- Theatrical release poster
- Kanji: かぐや様は告らせたい ～天才たちの恋愛頭脳～
- Revised Hepburn: Kaguya-sama wa Kokurasetai - Tensai-tachi no Ren'ai Zunōsen
- Directed by: Hayato Kawai
- Written by: Yūichi Tokunaga
- Based on: Kaguya-sama: Love Is War by Aka Akasaka
- Starring: Sho Hirano; Kanna Hashimoto;
- Music by: Koji Endo
- Production companies: Twins Japan; Asmik Ace; Toho Pictures;
- Distributed by: Toho
- Release date: September 6, 2019;
- Running time: 120 minutes
- Country: Japan
- Language: Japanese
- Box office: ¥2 billion ($18.44 million)

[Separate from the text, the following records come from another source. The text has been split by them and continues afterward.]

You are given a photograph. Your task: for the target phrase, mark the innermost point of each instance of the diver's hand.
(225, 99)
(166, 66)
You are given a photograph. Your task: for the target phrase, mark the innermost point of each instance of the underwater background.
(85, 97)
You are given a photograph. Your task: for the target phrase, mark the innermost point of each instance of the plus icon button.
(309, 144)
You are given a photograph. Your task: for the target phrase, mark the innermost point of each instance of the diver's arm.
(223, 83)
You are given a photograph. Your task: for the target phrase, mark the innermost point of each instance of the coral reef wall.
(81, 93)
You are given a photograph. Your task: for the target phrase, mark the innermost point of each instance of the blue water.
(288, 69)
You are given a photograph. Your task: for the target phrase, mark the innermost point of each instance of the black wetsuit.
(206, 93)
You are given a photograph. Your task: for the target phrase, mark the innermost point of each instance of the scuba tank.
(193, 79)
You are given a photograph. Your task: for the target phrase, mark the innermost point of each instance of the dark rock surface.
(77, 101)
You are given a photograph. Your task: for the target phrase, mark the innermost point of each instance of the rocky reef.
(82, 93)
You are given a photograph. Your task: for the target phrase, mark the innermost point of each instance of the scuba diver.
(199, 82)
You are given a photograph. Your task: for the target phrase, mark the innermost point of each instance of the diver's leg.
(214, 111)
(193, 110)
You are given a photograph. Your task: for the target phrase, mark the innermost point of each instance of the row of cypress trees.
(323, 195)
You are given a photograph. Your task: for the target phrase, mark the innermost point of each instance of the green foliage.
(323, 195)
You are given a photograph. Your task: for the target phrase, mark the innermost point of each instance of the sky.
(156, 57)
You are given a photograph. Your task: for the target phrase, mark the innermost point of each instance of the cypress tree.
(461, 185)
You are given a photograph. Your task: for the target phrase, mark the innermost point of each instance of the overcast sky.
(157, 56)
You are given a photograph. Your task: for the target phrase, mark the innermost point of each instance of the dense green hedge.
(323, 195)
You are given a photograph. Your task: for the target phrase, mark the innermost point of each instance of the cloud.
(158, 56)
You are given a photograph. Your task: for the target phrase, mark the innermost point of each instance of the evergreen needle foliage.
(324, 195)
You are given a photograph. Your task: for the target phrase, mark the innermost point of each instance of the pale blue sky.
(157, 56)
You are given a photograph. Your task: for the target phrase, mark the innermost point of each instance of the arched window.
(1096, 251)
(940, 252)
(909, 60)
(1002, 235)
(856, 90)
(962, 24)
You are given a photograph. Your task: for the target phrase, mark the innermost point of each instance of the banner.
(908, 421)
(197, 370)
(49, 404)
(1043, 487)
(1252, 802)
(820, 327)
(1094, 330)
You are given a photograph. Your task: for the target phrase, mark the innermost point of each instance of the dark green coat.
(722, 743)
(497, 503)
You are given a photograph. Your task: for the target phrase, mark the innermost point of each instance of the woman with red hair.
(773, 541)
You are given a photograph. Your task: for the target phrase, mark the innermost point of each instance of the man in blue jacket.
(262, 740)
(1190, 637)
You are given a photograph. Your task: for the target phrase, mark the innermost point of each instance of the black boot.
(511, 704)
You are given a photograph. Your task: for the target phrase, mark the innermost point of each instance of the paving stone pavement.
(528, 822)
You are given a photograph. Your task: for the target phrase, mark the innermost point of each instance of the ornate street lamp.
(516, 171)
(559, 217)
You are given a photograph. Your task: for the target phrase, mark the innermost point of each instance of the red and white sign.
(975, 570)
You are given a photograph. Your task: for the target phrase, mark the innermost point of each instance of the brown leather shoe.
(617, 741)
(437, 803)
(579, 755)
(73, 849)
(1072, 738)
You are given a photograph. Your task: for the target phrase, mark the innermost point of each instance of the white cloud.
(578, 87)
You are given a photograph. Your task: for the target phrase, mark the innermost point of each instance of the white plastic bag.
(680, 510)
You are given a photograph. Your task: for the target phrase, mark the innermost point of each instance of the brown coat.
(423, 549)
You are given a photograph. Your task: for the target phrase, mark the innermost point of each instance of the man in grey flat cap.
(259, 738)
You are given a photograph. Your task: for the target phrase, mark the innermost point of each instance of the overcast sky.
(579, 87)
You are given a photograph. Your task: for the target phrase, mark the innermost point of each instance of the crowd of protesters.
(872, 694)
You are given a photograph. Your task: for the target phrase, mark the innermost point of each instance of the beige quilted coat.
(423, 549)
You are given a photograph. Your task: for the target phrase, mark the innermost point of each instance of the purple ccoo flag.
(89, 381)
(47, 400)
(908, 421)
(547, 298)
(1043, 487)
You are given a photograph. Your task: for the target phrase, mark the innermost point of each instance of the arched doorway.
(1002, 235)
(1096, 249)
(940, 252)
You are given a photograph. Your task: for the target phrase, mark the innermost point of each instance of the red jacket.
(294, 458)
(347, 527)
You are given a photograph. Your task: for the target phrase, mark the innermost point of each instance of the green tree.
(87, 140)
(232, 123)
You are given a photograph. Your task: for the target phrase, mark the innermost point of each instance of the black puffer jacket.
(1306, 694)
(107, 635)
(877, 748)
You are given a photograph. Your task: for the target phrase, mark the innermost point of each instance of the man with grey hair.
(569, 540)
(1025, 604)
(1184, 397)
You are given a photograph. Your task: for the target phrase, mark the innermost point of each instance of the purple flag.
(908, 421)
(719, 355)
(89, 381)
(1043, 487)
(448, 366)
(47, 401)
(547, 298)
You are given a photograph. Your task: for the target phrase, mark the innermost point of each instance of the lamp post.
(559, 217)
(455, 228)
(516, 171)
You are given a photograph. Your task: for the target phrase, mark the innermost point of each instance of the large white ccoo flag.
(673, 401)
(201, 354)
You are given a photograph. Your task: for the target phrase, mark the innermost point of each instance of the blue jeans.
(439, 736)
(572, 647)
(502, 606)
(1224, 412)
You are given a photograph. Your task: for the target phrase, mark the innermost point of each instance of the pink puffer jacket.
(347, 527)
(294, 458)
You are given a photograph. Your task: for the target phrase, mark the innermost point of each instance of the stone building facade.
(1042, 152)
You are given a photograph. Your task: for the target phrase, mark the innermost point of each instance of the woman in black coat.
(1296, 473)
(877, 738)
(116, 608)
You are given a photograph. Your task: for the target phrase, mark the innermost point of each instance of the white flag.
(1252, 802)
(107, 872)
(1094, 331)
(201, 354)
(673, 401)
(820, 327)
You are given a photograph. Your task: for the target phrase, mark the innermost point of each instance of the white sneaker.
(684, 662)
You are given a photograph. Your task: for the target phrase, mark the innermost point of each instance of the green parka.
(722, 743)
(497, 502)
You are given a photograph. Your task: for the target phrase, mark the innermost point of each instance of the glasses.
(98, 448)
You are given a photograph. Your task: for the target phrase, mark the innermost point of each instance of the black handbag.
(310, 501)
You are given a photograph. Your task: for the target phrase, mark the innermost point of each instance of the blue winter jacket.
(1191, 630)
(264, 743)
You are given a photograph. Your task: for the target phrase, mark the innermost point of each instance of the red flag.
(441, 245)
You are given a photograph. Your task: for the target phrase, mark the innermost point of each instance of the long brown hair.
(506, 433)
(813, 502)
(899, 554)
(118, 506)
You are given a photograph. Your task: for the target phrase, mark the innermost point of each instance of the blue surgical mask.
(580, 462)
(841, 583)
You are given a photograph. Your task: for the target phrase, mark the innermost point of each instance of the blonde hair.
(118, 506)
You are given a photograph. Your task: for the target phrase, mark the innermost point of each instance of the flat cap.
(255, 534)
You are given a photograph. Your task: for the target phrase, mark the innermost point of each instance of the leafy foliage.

= Kaguya-sama: Love Is War (film) =

Kaguya-sama: Love Is War (かぐや様は告らせたい ～天才たちの恋愛頭脳戦～, Kaguya-sama wa Kokurasetai - Tensai-tachi no Ren'ai Zunōsen) is a 2019 Japanese film adaptation of a manga series of the same name by Aka Akasaka. It is directed by Hayato Kawai, distributed by Toho. On February 21, 2019, Shueisha announced that a live-action film adaptation for the series is in production. The film was premiered in Japan on September 6, 2019. Sho Hirano was announced for the role of Miyuki Shirogane, and Kanna Hashimoto was announced for the role of Kaguya Shinomiya. Hayato Kawai directed the film, Yūichi Tokunaga wrote the screenplay, and principal photography was conducted for March to April 2019. The teaser visual poster was unveiled on May 3, 2019.

==Plot==

In the senior high school division of Shuchiin Academy, student council president Miyuki Shirogane and vice president Kaguya Shinomiya appear to be a perfect match. Kaguya is the daughter of a wealthy conglomerate family, and Miyuki is the top student at the school and well known across the prefecture. Although they like each other, they are too proud to confess their love, as they believe whoever does so first would lose. The story follows their many schemes to make the other one confess or at least show signs of affection.

==Cast==

- Kanna Hashimoto as Kaguya Shinomiya
- Sho Hirano as Miyuki Shirogane
- Nana Asakawa as Chika Fujiwara
- Hayato Sano as Yū Ishigami
- Mayu Hotta as Ai Hayasaka
- Natsumi Ikema as Nagisa Kashiwagi
- Yūtarō as Tsubasa
- Masahiro Takashima as Miyuki's father
- Jiro Sato as Shōzō Tanuma, narrator
- Aoi Koga as Cinema Counter Girl
- Amu Fukao as Kei Shirogane

== Sequel ==
A sequel titled Kaguya-sama Final: Love Is War (かぐや様は告らせたい ～天才たちの恋愛頭脳戦～ ファイナル, Kaguya-sama wa Kokurasetai - Tensai-tachi no Ren'ai Zunōsen Final) was released in theaters on August 20, 2021.